Jesus was not interested in calling us to “keep the sabbath” in the sense of setting aside a day to follow religious guidelines. Instead, Jesus recognized that God created the sabbath because we need it. God recognized that one day out of seven needs to be set aside for rest because God created us as people who need rest. Interestingly, God also called the people to allow the land to rest (lie fallow) one year out of seven. As best I understand, modern farming technique adopted similar processes a few millennia after God suggested it. The concept of a sabbath year was part of the “law” given in the book of Leviticus (see chapter 25,) but we have little indication in Scripture that anyone ever actually practiced the sabbath year by letting their crop land lie fallow. God seemed to anticipate this as well, and in an illuminating passage in Leviticus 26, God describes the consequences that flow from ignoring God’s instructions. Among the results of considering our own path to be better than God’s is that the people will be exiled from their land.

33 I will scatter you among the nations and bring out my sword against you.
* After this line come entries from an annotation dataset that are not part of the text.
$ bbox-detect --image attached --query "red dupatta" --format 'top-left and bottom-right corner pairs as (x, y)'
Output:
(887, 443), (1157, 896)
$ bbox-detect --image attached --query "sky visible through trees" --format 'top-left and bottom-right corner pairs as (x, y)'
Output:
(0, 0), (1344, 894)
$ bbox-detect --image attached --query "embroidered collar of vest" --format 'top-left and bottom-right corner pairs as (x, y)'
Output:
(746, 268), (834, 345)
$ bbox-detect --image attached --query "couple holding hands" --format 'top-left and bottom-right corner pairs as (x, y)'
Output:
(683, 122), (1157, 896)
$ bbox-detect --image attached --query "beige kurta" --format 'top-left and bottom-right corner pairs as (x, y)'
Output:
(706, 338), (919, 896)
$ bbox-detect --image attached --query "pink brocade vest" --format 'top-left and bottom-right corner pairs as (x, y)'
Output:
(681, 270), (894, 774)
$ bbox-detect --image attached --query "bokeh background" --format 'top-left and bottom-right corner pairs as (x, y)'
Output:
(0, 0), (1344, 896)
Your land will become desolate, and your cities will lie in ruins. 34 Then, at last, the land will enjoy its neglected Sabbath years as it lies desolate while you are in exile in the land of your enemies. Then the land will finally rest and enjoy the Sabbaths it missed. 35 As long as the land lies in ruins, it will enjoy the rest you never allowed it to take every seventh year while you lived in it (Leviticus 26:33.)
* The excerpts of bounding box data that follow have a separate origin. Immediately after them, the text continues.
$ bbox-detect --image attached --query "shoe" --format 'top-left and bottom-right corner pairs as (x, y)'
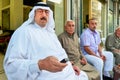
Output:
(103, 75), (113, 80)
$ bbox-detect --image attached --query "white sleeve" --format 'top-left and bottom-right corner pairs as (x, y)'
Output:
(4, 28), (40, 80)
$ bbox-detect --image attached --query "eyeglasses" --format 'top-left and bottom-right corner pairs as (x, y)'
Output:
(36, 9), (49, 15)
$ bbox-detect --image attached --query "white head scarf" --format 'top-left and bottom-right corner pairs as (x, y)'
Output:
(22, 2), (55, 32)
The land needs its sabbaths, and if the people are not going to give it to the land, then their actions will lead to the logical consequences: the land will get its sabbath rest another way-through the exile of the people who had been abusing it. I suspect that the dust bowl of the 1930s could be put in a similar category: where the land was not allowed to lie fallow, consequences for the land are apt to follow.
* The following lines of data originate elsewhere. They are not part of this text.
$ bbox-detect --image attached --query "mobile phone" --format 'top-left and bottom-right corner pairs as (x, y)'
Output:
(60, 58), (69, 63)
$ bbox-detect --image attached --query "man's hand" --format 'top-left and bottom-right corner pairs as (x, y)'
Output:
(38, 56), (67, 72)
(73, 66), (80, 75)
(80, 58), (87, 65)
Now, by this point, I expect you are wondering where I am going with this (if you are still reading at all.) This column is not about farming techniques or crop rotation or fallow fields. For more on those topics, please see your friendly USDA representative. I am focused on living techniques, rest rotation and the need for fallow time in our lives. It turns out we are not different from the land around us.  Remember how Jesus said that the sabbath was created to meet our needs? The sabbath year was created to meet the land’s needs. In the same way the land has consequences when we fail to give it rest, so also do we have consequences when we fail to take our sabbath rest.

For the land, the consequences are things which create times of rest for the land. For people, the consequences of failing to rest are times of forced rest as well: a physical sickness that confines us to bed; a mental struggle where our encounter with depression or anxiety forces us to stop; a spiritual break where doing things for God loses its appeal; or a relational break where we realize we have neglected those people who matter most to us. If we fail to create time for sabbath rest, it is very likely that sabbath rest will be thrust upon us in a manner we will not like, because you and I were created to have times and seasons of rest in our lives. It is how we thrive, and without it we will eventually be forced to a stop.

My hope for you is that you will carve time for rest into your life. Treat it like a healthcare initiative, because it is. Rest is good for your body, soul, mind, relationships and so much more. Too often, we have treated the call to sabbath rest as an arbitrary law from God with no real value. The reality is profoundly different: When we live out of a place of rest we honor God and help ourselves to thrive. A true win-win, just as God created it to be!